Hacia las once me levanté y convoqué con un gesto a Jack Counihan. Se acercó a mí, nos dimos la mano, intercambiamos unos saludos de rigor y se sentó a mi mesa.
—¿Qué pasa? —preguntó, escudándose en la estridencia de la orquesta—. No veo nada, pero hay algo en el aire. ¿O será que estoy histérico?
—Pronto lo estarás. Los lobos se están reuniendo y el Rojo O’Leary es el cordero. Tal vez haya otros de carne más tierna para quien pueda escoger. Pero esta gente ayudó una vez a asaltar un banco y cuando llegó el día de cobro los sobre estaban vacíos, o ni siquiera había sobres. Corrió la voz de que el Rojo sabía por qué. Y aquí estamos. Ahora están esperando. Quizá tenga que venir alguien, o quizás esperen a haber bebido lo suficiente.

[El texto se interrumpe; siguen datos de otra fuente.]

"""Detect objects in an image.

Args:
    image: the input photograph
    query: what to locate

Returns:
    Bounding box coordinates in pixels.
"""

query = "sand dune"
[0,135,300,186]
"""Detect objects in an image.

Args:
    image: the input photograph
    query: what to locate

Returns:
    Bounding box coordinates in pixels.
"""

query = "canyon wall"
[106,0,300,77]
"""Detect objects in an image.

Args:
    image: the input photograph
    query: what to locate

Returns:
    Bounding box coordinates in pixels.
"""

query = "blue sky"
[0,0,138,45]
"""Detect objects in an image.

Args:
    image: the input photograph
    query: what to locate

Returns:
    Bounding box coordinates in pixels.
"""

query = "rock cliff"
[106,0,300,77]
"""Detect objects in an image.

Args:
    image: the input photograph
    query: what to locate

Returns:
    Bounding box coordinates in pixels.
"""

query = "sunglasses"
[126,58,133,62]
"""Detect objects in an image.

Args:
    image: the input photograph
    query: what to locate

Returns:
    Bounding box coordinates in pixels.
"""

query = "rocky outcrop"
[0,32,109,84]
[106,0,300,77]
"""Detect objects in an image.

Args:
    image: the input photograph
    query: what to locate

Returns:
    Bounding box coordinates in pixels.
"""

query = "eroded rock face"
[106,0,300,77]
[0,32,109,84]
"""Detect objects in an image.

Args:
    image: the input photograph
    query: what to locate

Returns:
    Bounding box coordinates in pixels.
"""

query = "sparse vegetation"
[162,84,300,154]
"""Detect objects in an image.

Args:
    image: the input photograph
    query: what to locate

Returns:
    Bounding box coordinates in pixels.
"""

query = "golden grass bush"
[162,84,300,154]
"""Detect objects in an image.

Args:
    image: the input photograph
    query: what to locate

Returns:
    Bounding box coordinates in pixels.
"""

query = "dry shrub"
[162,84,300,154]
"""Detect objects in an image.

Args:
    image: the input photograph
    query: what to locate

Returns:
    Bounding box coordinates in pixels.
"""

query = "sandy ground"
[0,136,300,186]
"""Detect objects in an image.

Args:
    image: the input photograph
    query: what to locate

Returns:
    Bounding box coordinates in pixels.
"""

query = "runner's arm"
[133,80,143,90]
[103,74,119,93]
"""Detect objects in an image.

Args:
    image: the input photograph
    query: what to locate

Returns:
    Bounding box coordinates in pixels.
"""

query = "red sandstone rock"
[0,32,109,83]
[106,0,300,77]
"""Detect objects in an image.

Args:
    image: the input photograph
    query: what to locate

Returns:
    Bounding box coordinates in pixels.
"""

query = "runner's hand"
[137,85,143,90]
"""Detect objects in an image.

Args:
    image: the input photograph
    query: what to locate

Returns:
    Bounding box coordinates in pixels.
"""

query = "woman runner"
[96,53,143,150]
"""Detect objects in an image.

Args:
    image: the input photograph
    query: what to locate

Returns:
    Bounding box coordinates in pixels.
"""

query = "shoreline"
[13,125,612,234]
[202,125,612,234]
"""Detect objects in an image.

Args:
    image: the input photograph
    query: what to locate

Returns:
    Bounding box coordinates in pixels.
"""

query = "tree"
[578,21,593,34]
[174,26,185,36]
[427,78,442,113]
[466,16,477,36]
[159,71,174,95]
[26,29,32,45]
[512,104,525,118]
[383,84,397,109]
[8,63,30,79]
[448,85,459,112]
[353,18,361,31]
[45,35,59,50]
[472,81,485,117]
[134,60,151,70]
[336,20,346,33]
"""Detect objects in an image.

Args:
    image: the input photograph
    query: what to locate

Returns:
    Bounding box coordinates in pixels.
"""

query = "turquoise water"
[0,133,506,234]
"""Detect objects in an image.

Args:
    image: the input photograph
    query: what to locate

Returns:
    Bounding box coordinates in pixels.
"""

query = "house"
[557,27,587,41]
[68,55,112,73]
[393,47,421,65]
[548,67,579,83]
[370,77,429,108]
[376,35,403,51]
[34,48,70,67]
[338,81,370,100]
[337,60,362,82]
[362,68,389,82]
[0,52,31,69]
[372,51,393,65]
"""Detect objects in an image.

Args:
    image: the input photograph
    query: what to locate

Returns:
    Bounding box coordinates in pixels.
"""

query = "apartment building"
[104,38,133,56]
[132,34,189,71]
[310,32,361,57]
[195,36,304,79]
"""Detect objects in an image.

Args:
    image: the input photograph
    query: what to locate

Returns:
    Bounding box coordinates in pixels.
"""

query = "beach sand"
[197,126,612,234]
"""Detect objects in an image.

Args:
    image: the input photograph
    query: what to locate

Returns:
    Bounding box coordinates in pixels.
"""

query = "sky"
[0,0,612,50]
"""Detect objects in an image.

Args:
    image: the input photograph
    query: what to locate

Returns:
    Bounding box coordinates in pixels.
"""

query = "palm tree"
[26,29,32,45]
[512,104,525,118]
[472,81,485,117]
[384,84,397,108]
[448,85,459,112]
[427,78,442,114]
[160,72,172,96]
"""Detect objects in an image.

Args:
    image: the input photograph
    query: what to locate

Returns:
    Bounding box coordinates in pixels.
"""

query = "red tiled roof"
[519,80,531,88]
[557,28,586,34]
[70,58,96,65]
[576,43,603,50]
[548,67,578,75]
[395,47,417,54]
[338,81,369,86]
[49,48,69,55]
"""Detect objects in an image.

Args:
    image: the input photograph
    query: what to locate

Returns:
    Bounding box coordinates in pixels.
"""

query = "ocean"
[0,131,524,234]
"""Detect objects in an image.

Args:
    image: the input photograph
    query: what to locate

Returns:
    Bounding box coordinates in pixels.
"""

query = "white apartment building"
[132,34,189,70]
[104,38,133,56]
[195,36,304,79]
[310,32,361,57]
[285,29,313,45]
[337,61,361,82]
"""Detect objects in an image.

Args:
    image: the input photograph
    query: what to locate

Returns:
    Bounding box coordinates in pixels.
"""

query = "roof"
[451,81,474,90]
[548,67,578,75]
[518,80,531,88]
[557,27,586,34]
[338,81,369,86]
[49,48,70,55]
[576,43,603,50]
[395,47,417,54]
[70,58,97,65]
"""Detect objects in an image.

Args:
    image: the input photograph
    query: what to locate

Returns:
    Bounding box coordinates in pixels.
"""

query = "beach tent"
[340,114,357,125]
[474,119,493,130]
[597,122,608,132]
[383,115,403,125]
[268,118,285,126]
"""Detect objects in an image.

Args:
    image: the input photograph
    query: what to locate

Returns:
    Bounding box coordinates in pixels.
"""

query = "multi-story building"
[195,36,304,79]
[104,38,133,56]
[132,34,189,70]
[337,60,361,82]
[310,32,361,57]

—¿Y nosotros estamos sentados aquí porque va a ser la mesa más cercana a la diana de las balas de toda esta gente cuando se levante la veda? —preguntó Jack—. Vayamos a la mesa del Rojo. Es más cerca todavía y me gusta bastante el aspecto de la chica que lo acompaña.
—No seas impaciente, ya tendrás tu diversión —le prometí—. No tiene ningún sentido matar a O’Leary. Si negocian con él de manera caballerosa, nos mantendremos al margen. Pero si empiezan a tirarle cosas, tú y yo nos encargaremos de liberarlo a él y a su chica.
—¡Bien dicho, mi amigo entusiasta! —Sonrió y el contorno de la boca empalideció un poco—. ¿Sabemos algún detalle, o nos limitamos simplemente a liberarlos en plan discreto?
—¿Ves la puerta que hay detrás de mí, a la derecha? Cuando empiece el follón iré hacia allí y la abriré. Tú aguanta mientras tanto. Cuando me oigas gritar, ayudas al Rojo como puedas a caminar hasta allí.
—Sí, sí. —Echó una mirada alrededor de la sala, se fijó en toda la gente horrenda que se veía, se humedeció los labios y se miró la mano que sostenía el cigarrillo, una mano temblorosa—. Espero que no me tomes por raro —se disculpó—. Pero no soy un viejo asesino como tú y ante la perspectiva de una matanza no puedo evitar reaccionar.
—¿Reaccionar? Y un carajo —le dije—. A ti lo que te pasa es que estás cagado de miedo. Pero tómatelo en serio. Si intentas convertir esto en un vodevil, yo mismo me encargaré de destrozar lo poco que estos guerrilleros dejen de ti. Haz lo que te digo y nada más. Si se te ocurre alguna idea brillante te la guardas para contármela luego.
—Ah, mi conducta será ejemplar —me aseguró.